Palavras soldados, contra a indiferença e a memória curta, a mesquinhez e hipocrisia dos que nos têm tratado com desdém e continuam a ignorar-nos a nós os europeus e pior, muito pior, os camaradas africanos.
Abraço fraterno
Eduardo Estrela
Obrigado, Eduardo, meu camarada da CCAÇ 14. És sempre bem aparecido. Luis
Luís
Que escrito. Caminhei na estrada para a Ponta do Inglês e assisti às evacuações em Madina. Pareceu-me que senti o cheiro da pólvora e do sangue, dos nossos camaradas.
Como é possível 52 anos depois sentir que ainda sofres.

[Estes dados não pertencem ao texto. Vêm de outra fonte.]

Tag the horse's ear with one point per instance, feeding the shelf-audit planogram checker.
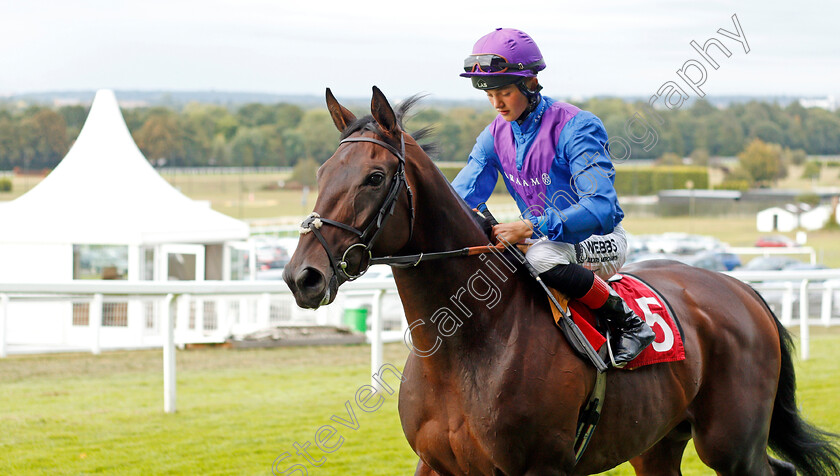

Um abraço solidário de camaradagem
António Duarte
cart 3493 e ccaç 12 de dez 71 a jan 74
Luís :
Um poema que diz tudo o mais que o relato não diz, que fala em mais do que números. Do relato depreende-se que morreram seis camaradas nossos na verdura da vida, ao serviço dos desígnios pátrios. O poema reconduz-nos ao sofrimento que precedia os momentos piores, nos dias em que se pensava qual de nós se despediria da vida.
Um grande abraço.
Obrigado Luís pelo poema. Confesso que, apesar da idade, ainda somos capazes de nos emocionar pelos amigos e camaradas perdidos na guerra. Fizeste com que me emocionasse, quer pelo relato, quer pelo poema. Obrigado e não esqueceremos aqueles que, tão na flor da idade, morreram. Abraço. Luís Dias
Caro Luís
Comovente.
A dor, a raiva, até a perplexidade pela circunstância do pequeno lapso de tempo que decorre entre o convívio da madrugada e momento fatal, tudo isso está noo poema.